Vous ne craignez ni l'odeur de l'encens ni le fumet des nouilles sautées ni même le citron sur le cuir chevelu. Alors il vous faut voir cette si fragile fée vêtue de noir, pieds nus, langue limpide, elle vous guidera à travers la brume intime de ses origines. La musique du pays un temps perdu. «A quelques pas d'elle», dans la petite salle du théâtre du Passage, à Neuchâtel, offre le plus beau dépaysement, l'aventure sans exotisme, la traversée de soi tantôt au cutter, tantôt à la sarbacane, souvent à la pâte d'amende. Aigre, douce ou plutôt douce-amère comme tout acte d'amour. Une envoûtante invitation au voyage guidé par les battements du c?ur. On est bouleversé par les fabliaux, les farandoles, les faisceaux de lumière, les fruits gorgés d'Orient, la foule compacte, le frisson d'une branche dans le ciel.
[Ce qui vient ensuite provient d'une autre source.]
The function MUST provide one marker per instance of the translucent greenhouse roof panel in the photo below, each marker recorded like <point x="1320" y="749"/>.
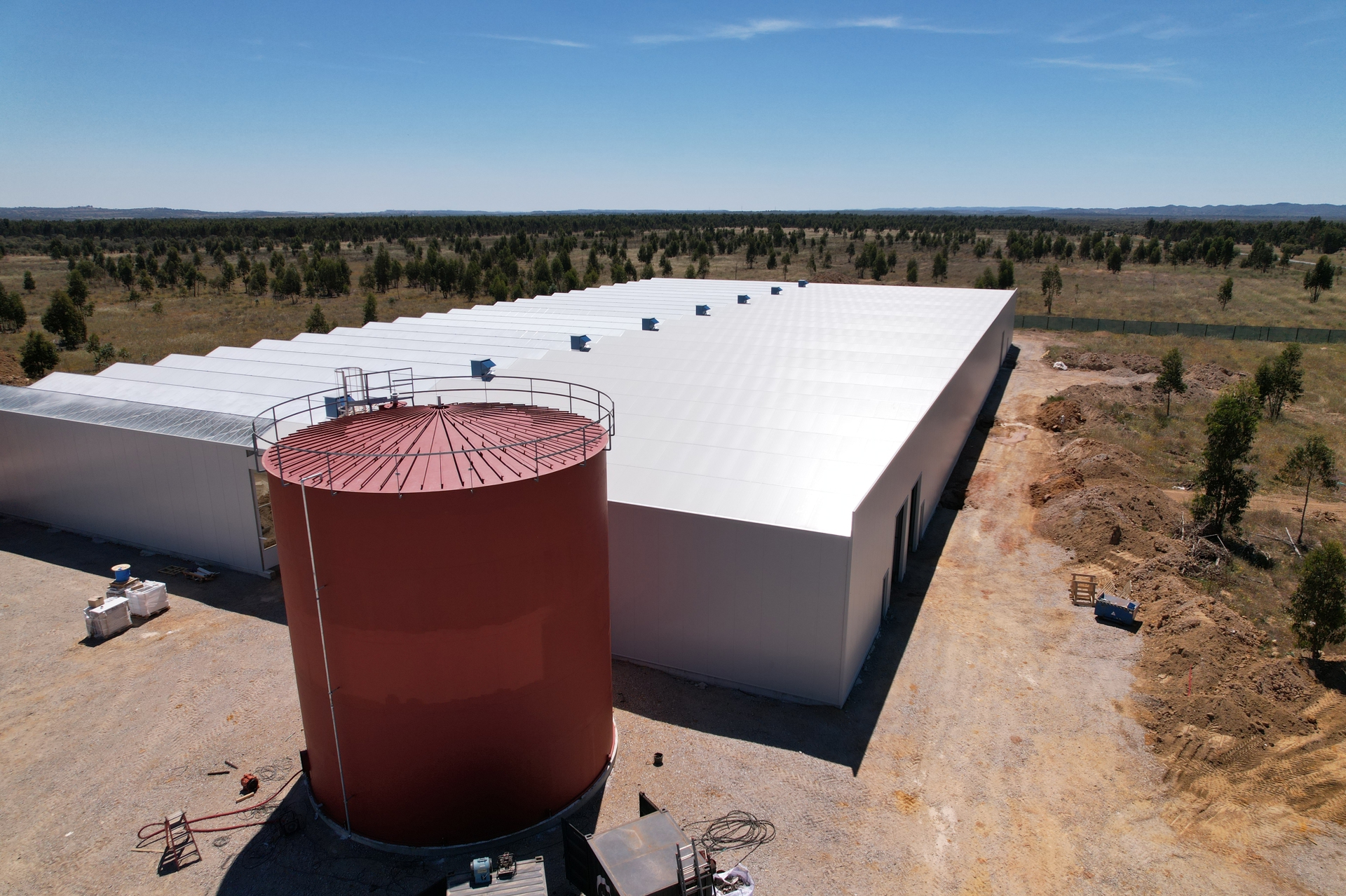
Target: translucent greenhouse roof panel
<point x="128" y="414"/>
Michèle Nguyen conte. Comédienne, auteure, femme-spectacle comme on oserait homme-orchestre, tant tout repose sur ses épaules délicates, qui se disloquent, qui s'enroulent dans l'au-delà mystique et merveilleux du rapport au public. Elle s'installe au centre du plateau avec pour seuls compagnons extérieurs quelques sons captés au Vietnam, son autre pays qu'elle découvre en étrangère avec pudeur et des étoiles dans la rétine. Dire d'où elle vient passe aussi par le premier homme avec qui elle refuse de partager une télévision et une mère. L'amour contrarié et souvent sublime du père. Carnet intime à l'encre de Chine, berceuse douloureuse disséqués par des gestes si fins. Des mains qui se tordent pour exprimer la complexité des danses traditionnelles tout comme pour prendre possession de l'espace, par le corps, le silence, la narration. La répétition burlesque et instinctive lorsqu'il s'agit de cette femme qui vend des guides, des cartes postales et des dictionnaires. Chaque mot existe singulièrement dans la bouche de l'actrice quand elle mime, quand elle rit, soliloque, rumine, renchérit. Elle joue avec sa propre histoire. La mise en scène sobre, précise, sans cesse tournée vers le partage, la découpe du langage d'Alberto Garcia Sanchez contribue à donner à ce moment une texture pure et ensorcelante. Les lumières de Nathalie Borlée susurrent une intensité, une tension.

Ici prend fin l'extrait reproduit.